For networks the main point about ATSC 3.0 is its ability to underpin a national service combining high levels of quality with incorporation of broadband and interactivity. This is where SFN comes in. In fact, the networks have indicated they will emulate the European model of SFN operation as they migrate towards a single centralized transmission infrastructure. This could well be built and managed by a single entity, just like Europe where Arqiva in the UK and TDF in France for example have managed the DTT infrastructure on behalf of all broadcasters. This makes more efficient use of spectrum, expanding total overall coverage while reducing operational costs, to the extent US networks should overcome their previous anathema for such arrangements.
This all boils down to SFN and the advantages it brings. Before SFN came along with DVB-T2, terrestrial signals were transmitted via MFN (Multi Frequency Network).
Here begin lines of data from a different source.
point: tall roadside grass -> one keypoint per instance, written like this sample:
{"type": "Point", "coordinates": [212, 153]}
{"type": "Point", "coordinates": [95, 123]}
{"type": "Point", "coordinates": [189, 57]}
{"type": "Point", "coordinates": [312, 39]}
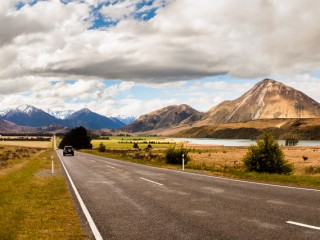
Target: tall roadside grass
{"type": "Point", "coordinates": [34, 204]}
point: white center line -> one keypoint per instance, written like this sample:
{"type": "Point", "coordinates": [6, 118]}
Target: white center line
{"type": "Point", "coordinates": [303, 225]}
{"type": "Point", "coordinates": [151, 181]}
{"type": "Point", "coordinates": [110, 166]}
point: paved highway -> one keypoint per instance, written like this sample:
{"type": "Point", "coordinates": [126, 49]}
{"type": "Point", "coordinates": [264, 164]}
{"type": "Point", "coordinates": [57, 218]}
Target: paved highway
{"type": "Point", "coordinates": [131, 201]}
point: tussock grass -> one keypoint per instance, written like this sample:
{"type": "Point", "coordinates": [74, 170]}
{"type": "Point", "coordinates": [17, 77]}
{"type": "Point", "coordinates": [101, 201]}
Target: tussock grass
{"type": "Point", "coordinates": [227, 162]}
{"type": "Point", "coordinates": [33, 205]}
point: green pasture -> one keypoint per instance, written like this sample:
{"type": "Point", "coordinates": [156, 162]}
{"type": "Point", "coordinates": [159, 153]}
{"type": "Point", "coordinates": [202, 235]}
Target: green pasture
{"type": "Point", "coordinates": [34, 203]}
{"type": "Point", "coordinates": [119, 142]}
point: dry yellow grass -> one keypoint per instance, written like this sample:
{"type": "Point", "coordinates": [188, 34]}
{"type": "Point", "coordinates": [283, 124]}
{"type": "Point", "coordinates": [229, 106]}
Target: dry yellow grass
{"type": "Point", "coordinates": [31, 144]}
{"type": "Point", "coordinates": [220, 156]}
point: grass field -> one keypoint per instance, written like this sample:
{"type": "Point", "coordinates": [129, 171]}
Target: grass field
{"type": "Point", "coordinates": [127, 142]}
{"type": "Point", "coordinates": [32, 142]}
{"type": "Point", "coordinates": [34, 203]}
{"type": "Point", "coordinates": [217, 160]}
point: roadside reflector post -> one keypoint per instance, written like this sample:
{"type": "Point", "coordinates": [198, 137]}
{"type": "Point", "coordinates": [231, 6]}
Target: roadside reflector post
{"type": "Point", "coordinates": [183, 162]}
{"type": "Point", "coordinates": [52, 165]}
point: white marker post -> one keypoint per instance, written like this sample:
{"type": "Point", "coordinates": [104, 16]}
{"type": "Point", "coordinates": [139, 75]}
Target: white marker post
{"type": "Point", "coordinates": [52, 165]}
{"type": "Point", "coordinates": [183, 162]}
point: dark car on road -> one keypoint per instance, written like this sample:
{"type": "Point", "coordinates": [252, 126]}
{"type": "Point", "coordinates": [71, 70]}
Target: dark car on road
{"type": "Point", "coordinates": [68, 150]}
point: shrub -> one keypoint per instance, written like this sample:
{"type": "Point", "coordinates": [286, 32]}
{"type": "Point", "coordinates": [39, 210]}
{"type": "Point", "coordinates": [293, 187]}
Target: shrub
{"type": "Point", "coordinates": [78, 138]}
{"type": "Point", "coordinates": [174, 156]}
{"type": "Point", "coordinates": [266, 156]}
{"type": "Point", "coordinates": [312, 169]}
{"type": "Point", "coordinates": [102, 147]}
{"type": "Point", "coordinates": [135, 145]}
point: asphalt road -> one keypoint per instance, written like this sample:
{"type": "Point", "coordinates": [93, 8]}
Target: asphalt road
{"type": "Point", "coordinates": [131, 201]}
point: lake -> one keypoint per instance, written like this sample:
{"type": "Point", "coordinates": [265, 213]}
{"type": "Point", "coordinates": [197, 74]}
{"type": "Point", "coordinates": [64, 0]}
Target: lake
{"type": "Point", "coordinates": [238, 142]}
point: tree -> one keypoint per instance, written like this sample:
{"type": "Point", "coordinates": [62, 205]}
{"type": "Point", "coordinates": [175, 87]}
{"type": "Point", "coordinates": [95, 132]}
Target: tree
{"type": "Point", "coordinates": [78, 138]}
{"type": "Point", "coordinates": [174, 156]}
{"type": "Point", "coordinates": [266, 156]}
{"type": "Point", "coordinates": [135, 145]}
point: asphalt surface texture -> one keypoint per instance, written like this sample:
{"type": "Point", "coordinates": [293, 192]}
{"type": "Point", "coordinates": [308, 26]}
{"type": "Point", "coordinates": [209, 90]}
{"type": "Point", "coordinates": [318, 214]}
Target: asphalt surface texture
{"type": "Point", "coordinates": [132, 201]}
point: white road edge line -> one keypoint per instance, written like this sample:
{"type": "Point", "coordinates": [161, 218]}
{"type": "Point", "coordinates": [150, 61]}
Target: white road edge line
{"type": "Point", "coordinates": [110, 166]}
{"type": "Point", "coordinates": [151, 181]}
{"type": "Point", "coordinates": [303, 225]}
{"type": "Point", "coordinates": [226, 179]}
{"type": "Point", "coordinates": [93, 226]}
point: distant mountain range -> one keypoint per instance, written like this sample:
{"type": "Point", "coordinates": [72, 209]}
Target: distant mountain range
{"type": "Point", "coordinates": [267, 100]}
{"type": "Point", "coordinates": [27, 115]}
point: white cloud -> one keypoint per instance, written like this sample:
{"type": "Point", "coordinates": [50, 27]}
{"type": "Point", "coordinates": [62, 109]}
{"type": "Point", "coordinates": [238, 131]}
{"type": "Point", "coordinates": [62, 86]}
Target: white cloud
{"type": "Point", "coordinates": [186, 40]}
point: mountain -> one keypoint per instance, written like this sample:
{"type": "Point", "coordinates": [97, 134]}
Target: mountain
{"type": "Point", "coordinates": [91, 120]}
{"type": "Point", "coordinates": [3, 112]}
{"type": "Point", "coordinates": [164, 118]}
{"type": "Point", "coordinates": [26, 115]}
{"type": "Point", "coordinates": [60, 114]}
{"type": "Point", "coordinates": [126, 119]}
{"type": "Point", "coordinates": [9, 127]}
{"type": "Point", "coordinates": [268, 99]}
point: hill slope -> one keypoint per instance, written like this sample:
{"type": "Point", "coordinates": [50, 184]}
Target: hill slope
{"type": "Point", "coordinates": [91, 120]}
{"type": "Point", "coordinates": [26, 115]}
{"type": "Point", "coordinates": [164, 118]}
{"type": "Point", "coordinates": [268, 99]}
Neighboring transmitters used different frequencies to avoid self-interference at receivers since signals would arrive slightly later from more distant transmitters that were still within range. This made inefficient use of spectrum because a given channel would require multiple frequencies within a given signal area to avoid the self-interference.
SFNs were then devised, based on an ingenious yet very simple concept embodied in OFDM (Orthogonal Frequency Division Multiplexing) invented at Bell Labs in 1966. It brings multiple transmitters located at different distances from any receiver into effective synchronization by dividing signals into large numbers of symbols each carrying small numbers of digital bits so that each can be sent at a low bit rate. This means each symbol takes longer to arrive at receivers, which means that the effect of the time difference between their reception from different transmitters is reduced. It means that symbols can be protected against interference resulting from the variable transmission time by inserting smaller buffers, known as guard intervals, between them. Because each symbol takes longer to arrive, the offset resulting from variable time delays from different transmitters is smaller in proportion so that a shorter buffer will suffice. That way each symbol has been fully received by every destination client from every transmitter within range before the first bit of the next one is decoded, avoiding any interference.
It remains to be seen whether SFN within ATSC 3.0 will be the catalyst that binds together hundreds of US TV stations into a coherent centralized infrastructure. Until recently such an initiative would have faced strong resistance as well as logistical challenges. But the competitive landscape has changed drastically and the need to reduce costs while opening up new revenue streams, for example through advanced advertising, is becoming overwhelming. This is generating consolidation so that the number of stations is being reduced, making it easier to build and test ATSC 3.0 networks.
There is then the question of whether the US will follow the European multiplex operator model around a single entity running the DTT infrastructure, but the odds against that are shortening.